Approval of Investment Management Agreement |
On March 6, 2012, the fund’s Board of Directors (Board), including a majority of the fund’s independent directors, approved the continuation of the investment management agreement (Advisory Contract) between the fund and its investment advisor, T. Rowe Price Associates, Inc. (Advisor). In connection with their deliberations, the Board requested, and the Advisor provided, such information as the Board (with advice from independent legal counsel) deemed reasonably necessary. The Board considered a variety of factors in connection with its review of the Advisory Contract, also taking into account information provided by the Advisor during the course of the year, as discussed below:
Services Provided by the Advisor
The Board considered the nature, quality, and extent of the services provided to the fund by the Advisor. These services included, but were not limited to, directing the fund’s investments in accordance with its investment program and the overall management of the fund’s portfolio, as well as a variety of related activities such as financial, investment operations, and administrative services; compliance; maintaining the fund’s records and registrations; and shareholder communications. The Board also reviewed the background and experience of the Advisor’s senior management team and investment personnel involved in the management of the fund, as well as the Advisor’s compliance record. The Board concluded that it was satisfied with the nature, quality, and extent of the services provided by the Advisor.
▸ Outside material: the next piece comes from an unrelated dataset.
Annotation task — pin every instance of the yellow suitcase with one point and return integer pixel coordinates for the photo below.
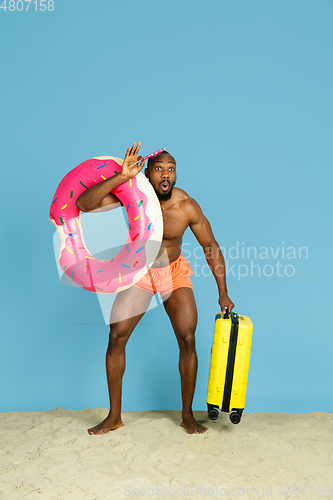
(229, 366)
Investment Performance of the Fund
The Board reviewed the fund’s average annual total returns over the three-month; one-, three-, and five-year; and since-inception periods, as well as the fund’s year-by-year returns, and compared these returns with a wide variety of previously agreed upon comparable performance measures and market data, including those supplied by Lipper and Morningstar, which are independent providers of mutual fund data.
On the basis of this evaluation and the Board’s ongoing review of investment results, and factoring in the relative market conditions during certain of the performance periods, the Board concluded that the fund’s performance was satisfactory.
Costs, Benefits, Profits, and Economies of Scale
The Board reviewed detailed information regarding the revenues received by the Advisor under the Advisory Contract and other benefits that the Advisor (and its affiliates) may have realized from its relationship with the fund, including any research received under “soft dollar” agreements and commission-sharing arrangements with broker-dealers. The Board considered that the Advisor may receive some benefit from soft-dollar arrangements pursuant to which research is received from broker-dealers that execute the applicable fund’s portfolio transactions. The Board received information on the estimated costs incurred and profits realized by the Advisor from managing T. Rowe Price mutual funds. The Board also reviewed estimates of the profits realized from managing the fund in particular, and the Board concluded that the Advisor’s profits were reasonable in light of the services provided to the fund.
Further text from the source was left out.